Meituan Dianping, the Chinese food delivery giant, has acquired global bike-share company Mobike, in a deal reported to be worth $2.7bn.
The deal will see Mobike, which is the world’s largest bike-share company, maintain its branding and operational independence, but will also become part of “an enhanced ecosystem of consumer services”.
The Mobike team will remain in place under chief executive officer Davis Wang, chief technology officer Joe Xia and president and founder Hu Weiwei. Meituan chief executive Wang Xing will serve as chairman.

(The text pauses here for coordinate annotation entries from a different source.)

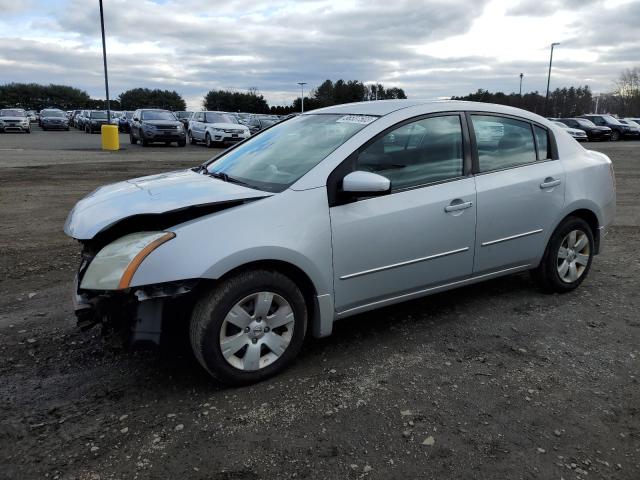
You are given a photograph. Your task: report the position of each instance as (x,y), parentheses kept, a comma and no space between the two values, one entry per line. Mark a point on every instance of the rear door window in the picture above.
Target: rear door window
(417,153)
(503,142)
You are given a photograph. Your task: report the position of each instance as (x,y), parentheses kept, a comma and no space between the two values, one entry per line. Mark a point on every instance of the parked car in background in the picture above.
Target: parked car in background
(53,119)
(576,133)
(260,122)
(184,117)
(593,131)
(115,118)
(81,119)
(634,126)
(123,121)
(73,117)
(242,118)
(618,130)
(14,120)
(333,213)
(156,125)
(216,128)
(95,120)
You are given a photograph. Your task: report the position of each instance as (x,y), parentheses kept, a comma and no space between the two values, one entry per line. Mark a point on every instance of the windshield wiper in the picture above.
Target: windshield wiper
(226,178)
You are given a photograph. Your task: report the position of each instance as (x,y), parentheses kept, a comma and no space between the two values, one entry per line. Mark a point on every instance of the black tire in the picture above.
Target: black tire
(546,274)
(209,314)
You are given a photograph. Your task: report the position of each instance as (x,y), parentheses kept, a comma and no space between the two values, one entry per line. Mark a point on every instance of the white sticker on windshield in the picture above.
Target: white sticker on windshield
(361,119)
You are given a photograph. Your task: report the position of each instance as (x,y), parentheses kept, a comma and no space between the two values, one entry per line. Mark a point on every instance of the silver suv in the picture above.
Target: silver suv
(336,212)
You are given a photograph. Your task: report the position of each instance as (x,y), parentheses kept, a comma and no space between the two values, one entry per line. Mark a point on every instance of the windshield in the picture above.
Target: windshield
(12,113)
(157,115)
(52,113)
(212,117)
(276,158)
(267,122)
(611,119)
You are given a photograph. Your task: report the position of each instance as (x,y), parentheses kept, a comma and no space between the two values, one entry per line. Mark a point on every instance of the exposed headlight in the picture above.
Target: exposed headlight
(114,266)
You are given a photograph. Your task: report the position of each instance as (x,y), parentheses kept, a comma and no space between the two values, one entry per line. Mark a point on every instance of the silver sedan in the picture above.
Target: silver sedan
(333,213)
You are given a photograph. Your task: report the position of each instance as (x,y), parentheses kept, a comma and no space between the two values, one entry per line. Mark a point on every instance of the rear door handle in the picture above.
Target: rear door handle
(550,182)
(459,205)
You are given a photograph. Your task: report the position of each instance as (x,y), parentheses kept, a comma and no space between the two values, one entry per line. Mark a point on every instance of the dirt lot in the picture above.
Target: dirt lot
(495,381)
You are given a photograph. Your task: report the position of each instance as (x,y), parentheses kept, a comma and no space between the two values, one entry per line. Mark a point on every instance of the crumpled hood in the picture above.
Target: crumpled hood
(155,194)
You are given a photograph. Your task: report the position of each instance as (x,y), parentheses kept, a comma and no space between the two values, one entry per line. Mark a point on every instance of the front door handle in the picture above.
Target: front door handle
(457,205)
(550,182)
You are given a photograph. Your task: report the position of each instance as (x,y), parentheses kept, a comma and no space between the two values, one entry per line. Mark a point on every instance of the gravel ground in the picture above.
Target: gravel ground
(495,380)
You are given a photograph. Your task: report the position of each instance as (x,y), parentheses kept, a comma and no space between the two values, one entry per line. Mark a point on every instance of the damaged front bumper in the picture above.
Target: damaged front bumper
(136,313)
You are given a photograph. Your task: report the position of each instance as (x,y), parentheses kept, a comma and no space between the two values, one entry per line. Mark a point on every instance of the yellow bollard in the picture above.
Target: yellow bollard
(110,137)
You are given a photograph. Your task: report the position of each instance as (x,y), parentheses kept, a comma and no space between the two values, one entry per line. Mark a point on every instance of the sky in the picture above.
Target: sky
(430,48)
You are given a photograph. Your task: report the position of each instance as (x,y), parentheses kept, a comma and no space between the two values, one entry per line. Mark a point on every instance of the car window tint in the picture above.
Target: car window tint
(502,142)
(542,140)
(421,152)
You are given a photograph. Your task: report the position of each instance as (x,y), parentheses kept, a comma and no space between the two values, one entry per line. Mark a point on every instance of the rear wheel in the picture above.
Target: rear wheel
(250,327)
(567,259)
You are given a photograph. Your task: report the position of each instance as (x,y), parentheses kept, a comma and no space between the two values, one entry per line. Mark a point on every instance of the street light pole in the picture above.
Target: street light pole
(521,75)
(302,84)
(546,99)
(104,59)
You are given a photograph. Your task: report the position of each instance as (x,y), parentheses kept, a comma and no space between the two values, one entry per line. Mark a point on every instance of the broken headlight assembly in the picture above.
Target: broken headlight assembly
(115,264)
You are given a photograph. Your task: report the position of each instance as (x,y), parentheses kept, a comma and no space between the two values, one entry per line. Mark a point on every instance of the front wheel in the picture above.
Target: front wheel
(567,259)
(249,327)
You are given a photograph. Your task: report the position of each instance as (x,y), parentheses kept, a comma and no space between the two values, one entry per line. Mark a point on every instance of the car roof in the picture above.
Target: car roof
(386,107)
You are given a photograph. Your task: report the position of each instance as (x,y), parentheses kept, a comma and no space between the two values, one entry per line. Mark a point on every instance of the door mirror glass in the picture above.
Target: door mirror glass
(366,183)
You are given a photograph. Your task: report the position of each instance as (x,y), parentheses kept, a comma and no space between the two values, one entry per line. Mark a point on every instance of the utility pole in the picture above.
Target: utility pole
(521,75)
(546,99)
(302,84)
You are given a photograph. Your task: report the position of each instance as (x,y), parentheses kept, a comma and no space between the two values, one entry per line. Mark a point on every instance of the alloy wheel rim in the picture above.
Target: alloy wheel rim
(573,256)
(256,331)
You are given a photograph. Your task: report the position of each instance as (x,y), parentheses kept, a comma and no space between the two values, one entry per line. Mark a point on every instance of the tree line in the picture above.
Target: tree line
(563,102)
(624,100)
(32,96)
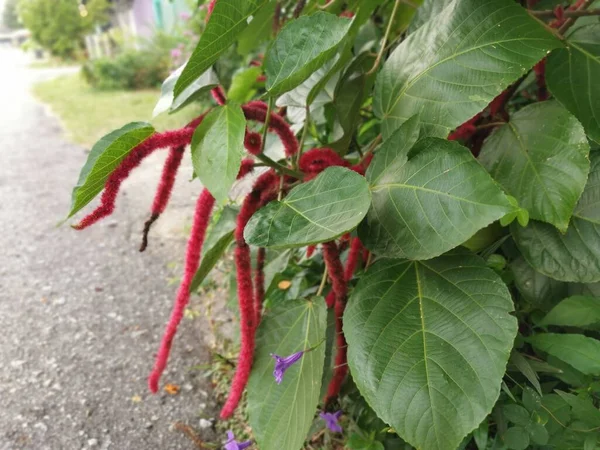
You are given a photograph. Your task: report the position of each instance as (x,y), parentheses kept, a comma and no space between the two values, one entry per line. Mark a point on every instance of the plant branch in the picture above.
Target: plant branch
(571,20)
(385,39)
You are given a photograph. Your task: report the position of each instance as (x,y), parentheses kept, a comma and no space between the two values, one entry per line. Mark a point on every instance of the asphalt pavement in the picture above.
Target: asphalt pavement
(82,313)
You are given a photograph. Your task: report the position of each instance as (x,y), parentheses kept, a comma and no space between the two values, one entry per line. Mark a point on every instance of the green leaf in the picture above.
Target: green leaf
(258,31)
(516,414)
(205,82)
(228,19)
(538,289)
(579,351)
(217,149)
(243,85)
(576,311)
(427,11)
(541,158)
(300,48)
(516,438)
(582,409)
(105,156)
(323,209)
(525,368)
(428,200)
(209,259)
(454,65)
(574,256)
(281,415)
(572,74)
(428,344)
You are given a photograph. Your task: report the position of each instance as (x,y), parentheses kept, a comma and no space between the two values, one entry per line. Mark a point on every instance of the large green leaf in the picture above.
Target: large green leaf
(572,74)
(105,156)
(281,415)
(227,20)
(537,288)
(577,311)
(300,48)
(541,158)
(166,102)
(579,351)
(428,344)
(454,65)
(258,31)
(427,11)
(429,199)
(574,256)
(217,149)
(318,211)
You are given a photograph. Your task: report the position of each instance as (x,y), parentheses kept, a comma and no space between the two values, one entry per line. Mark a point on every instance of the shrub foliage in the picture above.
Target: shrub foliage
(420,247)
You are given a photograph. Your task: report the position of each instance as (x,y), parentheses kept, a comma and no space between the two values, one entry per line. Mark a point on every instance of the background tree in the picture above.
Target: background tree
(10,18)
(59,26)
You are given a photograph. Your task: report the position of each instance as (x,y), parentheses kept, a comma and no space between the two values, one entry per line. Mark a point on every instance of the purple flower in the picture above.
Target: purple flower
(283,364)
(232,444)
(331,420)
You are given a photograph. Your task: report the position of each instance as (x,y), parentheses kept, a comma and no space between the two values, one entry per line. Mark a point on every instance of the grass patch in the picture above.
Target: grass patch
(88,114)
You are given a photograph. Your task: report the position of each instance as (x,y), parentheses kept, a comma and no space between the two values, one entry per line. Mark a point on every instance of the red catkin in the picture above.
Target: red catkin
(252,142)
(245,290)
(256,111)
(259,283)
(177,138)
(204,207)
(210,8)
(163,193)
(219,95)
(331,255)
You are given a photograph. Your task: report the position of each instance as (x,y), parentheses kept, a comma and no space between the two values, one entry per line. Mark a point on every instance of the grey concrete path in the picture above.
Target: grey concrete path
(81,313)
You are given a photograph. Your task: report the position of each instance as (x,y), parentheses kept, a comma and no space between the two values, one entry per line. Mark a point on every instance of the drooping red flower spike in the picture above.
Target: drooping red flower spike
(253,142)
(259,283)
(245,290)
(163,193)
(204,207)
(256,111)
(315,160)
(209,9)
(331,255)
(168,139)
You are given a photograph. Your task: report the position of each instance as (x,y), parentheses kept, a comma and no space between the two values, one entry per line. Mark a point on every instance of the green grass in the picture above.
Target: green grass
(88,114)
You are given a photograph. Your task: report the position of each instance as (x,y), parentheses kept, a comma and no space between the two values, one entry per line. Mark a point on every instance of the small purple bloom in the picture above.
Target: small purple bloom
(232,444)
(283,364)
(331,420)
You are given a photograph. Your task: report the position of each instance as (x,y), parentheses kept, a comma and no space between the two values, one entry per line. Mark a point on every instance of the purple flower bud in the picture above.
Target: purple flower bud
(232,444)
(283,364)
(331,420)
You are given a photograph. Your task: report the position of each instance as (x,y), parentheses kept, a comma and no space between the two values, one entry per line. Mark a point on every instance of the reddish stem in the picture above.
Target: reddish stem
(177,138)
(163,193)
(204,207)
(331,255)
(266,181)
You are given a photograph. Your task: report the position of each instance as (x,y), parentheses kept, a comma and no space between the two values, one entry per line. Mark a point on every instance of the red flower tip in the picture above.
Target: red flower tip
(219,95)
(246,167)
(253,142)
(315,160)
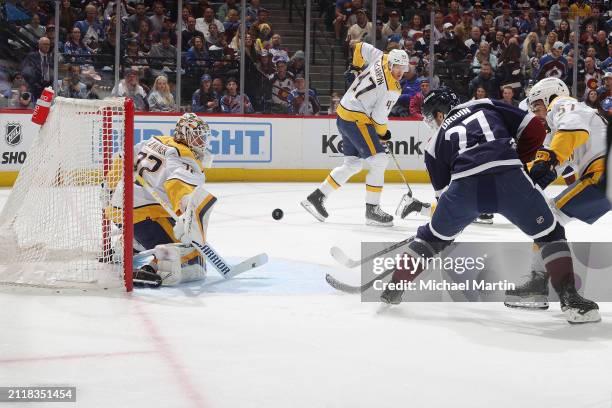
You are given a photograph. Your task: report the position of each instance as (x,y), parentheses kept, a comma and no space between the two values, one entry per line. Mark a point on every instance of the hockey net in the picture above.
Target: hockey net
(63,225)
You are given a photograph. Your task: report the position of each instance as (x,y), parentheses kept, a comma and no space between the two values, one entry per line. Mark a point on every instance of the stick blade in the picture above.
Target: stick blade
(342,287)
(340,256)
(246,265)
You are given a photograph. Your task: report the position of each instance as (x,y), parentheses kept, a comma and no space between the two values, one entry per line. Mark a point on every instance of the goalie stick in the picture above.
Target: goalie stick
(344,287)
(341,257)
(225,269)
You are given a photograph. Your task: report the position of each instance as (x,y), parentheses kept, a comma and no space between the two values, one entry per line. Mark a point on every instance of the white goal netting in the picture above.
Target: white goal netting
(58,227)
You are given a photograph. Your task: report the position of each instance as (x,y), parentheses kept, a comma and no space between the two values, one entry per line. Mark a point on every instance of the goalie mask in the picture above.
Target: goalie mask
(193,132)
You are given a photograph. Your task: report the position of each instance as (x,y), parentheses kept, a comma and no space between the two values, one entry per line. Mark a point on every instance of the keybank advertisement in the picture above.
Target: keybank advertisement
(240,142)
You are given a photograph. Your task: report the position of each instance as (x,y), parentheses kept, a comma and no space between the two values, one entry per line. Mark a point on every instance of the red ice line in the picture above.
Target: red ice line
(164,350)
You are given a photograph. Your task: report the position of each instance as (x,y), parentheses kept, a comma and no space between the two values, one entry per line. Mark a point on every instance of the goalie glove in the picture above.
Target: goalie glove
(409,205)
(543,170)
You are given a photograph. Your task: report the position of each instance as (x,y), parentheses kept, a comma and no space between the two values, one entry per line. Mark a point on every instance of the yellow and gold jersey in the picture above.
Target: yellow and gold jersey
(578,135)
(171,169)
(373,93)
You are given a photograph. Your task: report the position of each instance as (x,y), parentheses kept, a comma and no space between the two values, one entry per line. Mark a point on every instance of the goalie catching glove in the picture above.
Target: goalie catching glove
(192,224)
(542,170)
(386,137)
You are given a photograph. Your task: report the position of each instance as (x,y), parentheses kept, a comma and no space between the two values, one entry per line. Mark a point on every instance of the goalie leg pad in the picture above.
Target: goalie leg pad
(179,263)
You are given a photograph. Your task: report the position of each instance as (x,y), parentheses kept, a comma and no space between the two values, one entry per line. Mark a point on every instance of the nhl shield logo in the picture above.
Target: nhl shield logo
(13,134)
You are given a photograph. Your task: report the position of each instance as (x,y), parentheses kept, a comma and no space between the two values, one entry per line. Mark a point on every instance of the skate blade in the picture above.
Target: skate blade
(483,222)
(379,224)
(529,303)
(573,316)
(310,208)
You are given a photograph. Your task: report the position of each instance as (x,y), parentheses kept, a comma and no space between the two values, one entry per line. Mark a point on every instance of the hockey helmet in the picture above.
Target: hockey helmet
(192,131)
(546,90)
(399,57)
(442,100)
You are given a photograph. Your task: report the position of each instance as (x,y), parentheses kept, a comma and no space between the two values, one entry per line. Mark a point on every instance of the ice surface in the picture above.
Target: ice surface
(278,336)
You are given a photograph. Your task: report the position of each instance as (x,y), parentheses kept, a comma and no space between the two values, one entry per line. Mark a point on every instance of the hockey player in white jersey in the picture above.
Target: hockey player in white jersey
(173,166)
(363,114)
(577,140)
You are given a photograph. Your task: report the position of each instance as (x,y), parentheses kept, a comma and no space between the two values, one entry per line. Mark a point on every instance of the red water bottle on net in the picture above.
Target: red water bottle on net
(43,105)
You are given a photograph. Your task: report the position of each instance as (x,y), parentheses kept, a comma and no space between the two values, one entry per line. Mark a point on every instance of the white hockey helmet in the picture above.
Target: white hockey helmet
(399,57)
(192,131)
(546,90)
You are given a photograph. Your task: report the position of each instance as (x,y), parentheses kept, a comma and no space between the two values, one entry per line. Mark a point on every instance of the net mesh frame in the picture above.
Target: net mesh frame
(64,224)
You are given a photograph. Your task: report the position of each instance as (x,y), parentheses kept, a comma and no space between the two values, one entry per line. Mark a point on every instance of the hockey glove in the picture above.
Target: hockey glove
(386,137)
(182,227)
(543,169)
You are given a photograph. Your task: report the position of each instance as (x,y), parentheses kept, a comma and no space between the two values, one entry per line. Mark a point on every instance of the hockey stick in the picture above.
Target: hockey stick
(341,257)
(346,288)
(225,269)
(390,150)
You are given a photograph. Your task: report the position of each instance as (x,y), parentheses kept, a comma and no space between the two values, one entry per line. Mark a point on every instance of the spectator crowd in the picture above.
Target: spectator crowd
(481,48)
(485,48)
(210,50)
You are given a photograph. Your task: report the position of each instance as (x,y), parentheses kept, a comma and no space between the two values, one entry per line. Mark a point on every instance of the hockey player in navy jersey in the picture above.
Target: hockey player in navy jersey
(475,161)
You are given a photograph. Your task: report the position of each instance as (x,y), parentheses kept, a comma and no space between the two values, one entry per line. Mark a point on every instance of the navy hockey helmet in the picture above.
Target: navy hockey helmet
(442,100)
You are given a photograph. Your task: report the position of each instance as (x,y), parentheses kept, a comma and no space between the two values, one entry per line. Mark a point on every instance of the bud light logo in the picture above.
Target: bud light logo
(231,142)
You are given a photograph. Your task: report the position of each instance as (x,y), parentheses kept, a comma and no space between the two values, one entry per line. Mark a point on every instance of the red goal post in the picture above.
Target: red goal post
(67,223)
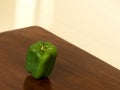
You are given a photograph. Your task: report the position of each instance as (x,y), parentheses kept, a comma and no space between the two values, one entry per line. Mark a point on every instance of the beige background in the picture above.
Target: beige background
(93,25)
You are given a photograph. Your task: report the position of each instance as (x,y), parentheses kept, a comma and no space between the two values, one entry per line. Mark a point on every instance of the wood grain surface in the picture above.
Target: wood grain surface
(74,69)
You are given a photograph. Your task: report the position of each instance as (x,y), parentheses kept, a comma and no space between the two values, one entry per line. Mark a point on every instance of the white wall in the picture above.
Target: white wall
(6,14)
(93,25)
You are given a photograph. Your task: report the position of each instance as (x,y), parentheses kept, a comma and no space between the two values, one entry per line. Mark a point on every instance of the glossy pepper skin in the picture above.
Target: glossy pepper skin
(40,59)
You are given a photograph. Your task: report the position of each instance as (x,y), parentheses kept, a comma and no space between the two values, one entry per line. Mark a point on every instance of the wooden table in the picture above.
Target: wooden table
(74,69)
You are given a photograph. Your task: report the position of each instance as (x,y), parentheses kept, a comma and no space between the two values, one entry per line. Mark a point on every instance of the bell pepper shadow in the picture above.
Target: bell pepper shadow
(34,84)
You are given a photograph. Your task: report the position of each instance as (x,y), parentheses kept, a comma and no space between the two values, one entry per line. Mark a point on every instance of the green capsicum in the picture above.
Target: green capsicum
(40,59)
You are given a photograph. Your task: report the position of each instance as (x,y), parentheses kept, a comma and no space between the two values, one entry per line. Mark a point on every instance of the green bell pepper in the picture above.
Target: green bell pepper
(40,59)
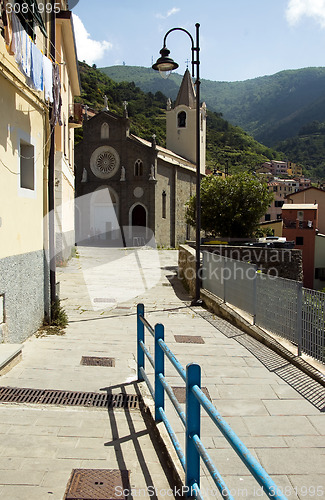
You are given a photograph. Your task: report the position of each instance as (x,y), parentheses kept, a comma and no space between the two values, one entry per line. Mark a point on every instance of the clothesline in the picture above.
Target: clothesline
(30,24)
(42,74)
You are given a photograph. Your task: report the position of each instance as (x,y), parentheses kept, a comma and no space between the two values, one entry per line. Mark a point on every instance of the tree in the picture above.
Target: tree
(230,207)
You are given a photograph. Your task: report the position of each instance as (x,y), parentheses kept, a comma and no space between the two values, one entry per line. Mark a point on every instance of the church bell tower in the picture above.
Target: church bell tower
(181,123)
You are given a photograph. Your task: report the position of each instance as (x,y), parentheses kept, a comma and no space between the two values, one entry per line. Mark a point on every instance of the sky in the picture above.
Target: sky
(239,39)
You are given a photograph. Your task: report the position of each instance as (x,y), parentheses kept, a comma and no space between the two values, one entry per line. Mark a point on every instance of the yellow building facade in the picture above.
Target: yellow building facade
(25,139)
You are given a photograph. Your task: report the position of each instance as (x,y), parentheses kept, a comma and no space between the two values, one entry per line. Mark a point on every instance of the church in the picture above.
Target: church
(131,192)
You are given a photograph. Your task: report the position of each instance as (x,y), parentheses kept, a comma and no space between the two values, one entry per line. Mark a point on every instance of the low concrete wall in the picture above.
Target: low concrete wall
(281,262)
(186,263)
(22,286)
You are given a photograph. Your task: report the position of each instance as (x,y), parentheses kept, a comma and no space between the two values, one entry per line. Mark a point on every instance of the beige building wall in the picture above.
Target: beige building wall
(21,209)
(319,282)
(64,140)
(24,136)
(312,195)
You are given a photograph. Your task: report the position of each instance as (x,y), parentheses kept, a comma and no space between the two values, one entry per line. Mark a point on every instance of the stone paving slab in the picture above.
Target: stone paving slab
(280,427)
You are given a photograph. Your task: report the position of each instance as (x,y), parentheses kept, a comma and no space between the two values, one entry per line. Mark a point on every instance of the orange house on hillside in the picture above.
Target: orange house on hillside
(300,224)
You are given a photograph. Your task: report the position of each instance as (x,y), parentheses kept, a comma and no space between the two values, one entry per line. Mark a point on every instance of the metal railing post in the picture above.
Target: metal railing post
(140,336)
(223,277)
(255,297)
(299,319)
(192,466)
(159,369)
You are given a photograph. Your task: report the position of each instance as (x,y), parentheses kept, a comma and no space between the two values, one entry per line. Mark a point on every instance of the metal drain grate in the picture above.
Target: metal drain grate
(68,398)
(98,484)
(97,361)
(105,300)
(189,339)
(180,393)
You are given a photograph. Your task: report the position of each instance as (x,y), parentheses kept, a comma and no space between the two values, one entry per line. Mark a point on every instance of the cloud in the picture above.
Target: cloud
(298,9)
(88,50)
(171,12)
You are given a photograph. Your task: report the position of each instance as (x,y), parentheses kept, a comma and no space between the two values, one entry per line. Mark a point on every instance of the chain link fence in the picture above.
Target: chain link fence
(278,305)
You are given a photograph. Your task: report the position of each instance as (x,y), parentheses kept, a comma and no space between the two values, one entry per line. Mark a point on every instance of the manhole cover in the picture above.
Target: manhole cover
(98,484)
(105,299)
(180,393)
(97,361)
(189,339)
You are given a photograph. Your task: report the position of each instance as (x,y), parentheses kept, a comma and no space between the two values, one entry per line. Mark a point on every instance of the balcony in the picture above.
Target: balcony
(75,115)
(298,224)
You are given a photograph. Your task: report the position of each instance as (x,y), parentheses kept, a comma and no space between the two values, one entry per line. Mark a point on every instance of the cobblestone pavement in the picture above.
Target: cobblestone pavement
(41,444)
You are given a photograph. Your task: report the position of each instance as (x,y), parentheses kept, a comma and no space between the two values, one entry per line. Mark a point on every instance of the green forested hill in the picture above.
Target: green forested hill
(308,149)
(226,144)
(270,108)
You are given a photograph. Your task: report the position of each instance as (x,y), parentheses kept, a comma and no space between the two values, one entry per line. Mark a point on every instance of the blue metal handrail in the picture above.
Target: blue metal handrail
(191,418)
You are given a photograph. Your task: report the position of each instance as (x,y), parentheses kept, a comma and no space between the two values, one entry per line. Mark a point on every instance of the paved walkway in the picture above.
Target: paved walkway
(40,445)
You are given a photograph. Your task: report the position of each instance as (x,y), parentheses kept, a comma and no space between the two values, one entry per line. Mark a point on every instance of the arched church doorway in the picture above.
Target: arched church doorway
(104,216)
(139,216)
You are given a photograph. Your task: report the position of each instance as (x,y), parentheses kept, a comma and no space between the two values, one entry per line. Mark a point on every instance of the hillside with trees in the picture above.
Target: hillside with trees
(273,109)
(308,149)
(226,144)
(270,108)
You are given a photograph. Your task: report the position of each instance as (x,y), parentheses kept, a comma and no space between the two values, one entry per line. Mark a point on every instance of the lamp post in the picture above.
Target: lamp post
(166,63)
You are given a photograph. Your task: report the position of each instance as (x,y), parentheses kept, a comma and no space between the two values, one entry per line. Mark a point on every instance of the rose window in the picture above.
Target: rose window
(106,162)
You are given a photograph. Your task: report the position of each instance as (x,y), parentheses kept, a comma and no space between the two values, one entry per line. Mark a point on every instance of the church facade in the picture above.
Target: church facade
(129,190)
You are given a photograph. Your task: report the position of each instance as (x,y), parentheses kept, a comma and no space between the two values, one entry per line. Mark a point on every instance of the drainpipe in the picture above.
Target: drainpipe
(51,184)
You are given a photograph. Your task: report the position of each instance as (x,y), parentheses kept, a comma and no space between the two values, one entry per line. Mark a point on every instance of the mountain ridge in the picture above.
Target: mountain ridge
(271,108)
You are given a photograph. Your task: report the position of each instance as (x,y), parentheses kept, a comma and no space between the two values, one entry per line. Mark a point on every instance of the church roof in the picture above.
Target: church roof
(167,155)
(186,93)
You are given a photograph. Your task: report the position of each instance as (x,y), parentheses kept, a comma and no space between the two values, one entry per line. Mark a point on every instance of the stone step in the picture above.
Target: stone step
(10,355)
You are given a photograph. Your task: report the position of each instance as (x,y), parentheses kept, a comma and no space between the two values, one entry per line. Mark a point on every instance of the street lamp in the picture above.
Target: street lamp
(166,63)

Mobike chief executive Wang said in a statement: “Bringing bicycles back to cities is the heart and vision of Mobike, and the mission of Meituan is to 'eat better, live better'. Both companies promote a healthy and beautiful life supported by mobile technology. Going forward, Mobike and Meituan will continue to prioritise creating user value as the center of its business, and will continue to create a superior user experience."
Meituan chief executive Wang Xing said: “Mobike is a really original Chinese company, it's an exceptional brand with a rare sense of design and has enormous social value from boosting green travel and low carbon lifestyle. Mobike is not only the pioneer of smart bike-sharing, it has also successfully exported this Chinese innovation internationally.
“Meituan is optimistic about the development of Mobike and the future of smart mobility, and will fully support Mobike's continued pursuit of technological innovation, and dedication to bringing high-quality products and everyday services to users," said Xing.
Meituan, which is estimated to be worth $30bn, claims to be the world’s largest e-commerce platform for local services. It is described as a combination of Deliveroo, Yelp and Groupon.
Meituan’s biggest rival Ele.me was this week fully acquired by Alibaba in a bid by the e-commerce giant to enhance its local services.